Il apparut que Maurice était un séparatiste – ou, pour employer son langage, un « résistant ». Lui, il agissait publiquement, dit-il. Dans l’ombre opéraient les clandestins du FLNC qui accomplissaient des missions contre l’État français et contre les profiteurs étrangers (c’est-à-dire les non-Corses).

 

- Je ne les connais pas et, si je les connaissais, je ne le dirais pas, mais nous pensons la même chose.

 

Pierre m’avait parlé de la mort de son frère aîné, Jean Battiste, qui avait dirigé la cave vinicole avant lui. Cependant, j’ignorais les circonstances de son décès.

 

- Jean Battiste faisait parti des clandestins, reprit Maurice. Il posait des bombes.

Il suspendit sa respiration.
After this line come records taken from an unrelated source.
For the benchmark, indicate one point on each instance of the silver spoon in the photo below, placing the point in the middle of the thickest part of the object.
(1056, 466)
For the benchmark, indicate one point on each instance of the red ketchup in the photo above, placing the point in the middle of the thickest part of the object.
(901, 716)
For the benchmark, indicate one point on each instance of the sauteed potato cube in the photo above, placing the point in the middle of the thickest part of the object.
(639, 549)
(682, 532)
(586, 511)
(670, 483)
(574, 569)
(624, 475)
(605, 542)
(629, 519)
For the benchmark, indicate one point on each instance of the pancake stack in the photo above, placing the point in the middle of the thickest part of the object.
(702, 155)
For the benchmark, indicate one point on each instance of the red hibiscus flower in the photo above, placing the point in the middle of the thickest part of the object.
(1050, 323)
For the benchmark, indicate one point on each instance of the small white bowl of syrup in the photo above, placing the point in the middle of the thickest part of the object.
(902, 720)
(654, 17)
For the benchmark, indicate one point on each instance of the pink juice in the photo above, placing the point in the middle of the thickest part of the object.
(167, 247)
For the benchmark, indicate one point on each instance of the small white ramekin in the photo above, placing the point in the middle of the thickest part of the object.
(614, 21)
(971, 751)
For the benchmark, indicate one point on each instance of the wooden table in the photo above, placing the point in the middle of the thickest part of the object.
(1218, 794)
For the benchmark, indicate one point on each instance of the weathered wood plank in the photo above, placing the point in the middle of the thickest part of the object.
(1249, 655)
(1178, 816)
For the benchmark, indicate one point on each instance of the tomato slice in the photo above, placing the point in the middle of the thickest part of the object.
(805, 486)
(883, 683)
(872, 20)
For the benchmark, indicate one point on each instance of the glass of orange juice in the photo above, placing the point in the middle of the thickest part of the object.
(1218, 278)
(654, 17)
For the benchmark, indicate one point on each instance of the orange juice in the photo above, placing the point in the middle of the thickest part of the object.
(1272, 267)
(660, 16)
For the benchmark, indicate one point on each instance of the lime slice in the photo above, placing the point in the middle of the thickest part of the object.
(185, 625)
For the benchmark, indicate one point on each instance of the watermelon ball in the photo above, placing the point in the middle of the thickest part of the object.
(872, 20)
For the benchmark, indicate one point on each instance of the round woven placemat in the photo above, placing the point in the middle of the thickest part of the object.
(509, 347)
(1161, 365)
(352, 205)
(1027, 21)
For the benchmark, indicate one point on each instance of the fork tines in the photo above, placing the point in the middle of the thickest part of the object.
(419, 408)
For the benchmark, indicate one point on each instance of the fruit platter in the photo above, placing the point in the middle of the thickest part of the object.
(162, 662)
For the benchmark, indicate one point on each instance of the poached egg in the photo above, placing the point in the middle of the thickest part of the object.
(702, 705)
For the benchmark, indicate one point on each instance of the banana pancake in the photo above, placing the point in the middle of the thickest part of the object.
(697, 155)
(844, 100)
Je tournai les yeux vers les rideaux de dentelle et remarquai que le lumière méditerranéenne, à l’approche du soir, tournait à l’orange.

 

Ainsi, quand il ne supervisait pas le domaine familial ou les opérations de vinification, le fils aîné de Maurice plastiquait des bâtiments administratifs, les maisons des « colons » et le siège des « spéculateurs » qui voulaient « bétonner » la côte avant de s’envoler avec le butin – en s’assurant toujours que les habitations étaient vides.

 

Un matin de 1987, alors qu’il avait vingt-sept ans, Jean Battiste partit pour une mission « contre une maison ».

 

- Mais quelqu’un m’attendait, expliqua Maurice. I a été tué par balle. On ne sait pas qui a fait le coup. La police ou le colon qui habitait là. On a demandé une enquête pour savoir comment il a été tué. Ils n’ont jamais rien fait.

Tandis qu’il poursuivait son récit, je fus frappé par cette description de son fils partant faire sauter une maison. Le propos était détaché, comme on aurait dit : « Un matin, il est allé acheter une miche de pain… »

 

Quand il eut fini, je me sentis épuisé. Des heures avaient passé. Je rassemblai mon courage pour poser à Maurice la question gênante : comment avait-il perdu sa main ? Lors d’une mission, lui aussi, en posant une bombe ?

 

Il considéra sa prothèse, puis la bougea comme si elle avait pu signifier que les dégâts physiques n’étaient pas si graves. C’était un accident d’enfance, expliqua-t-il. Ça lui était arrivé en jouant avec une grenade de l’armée italienne après l’Occupation. »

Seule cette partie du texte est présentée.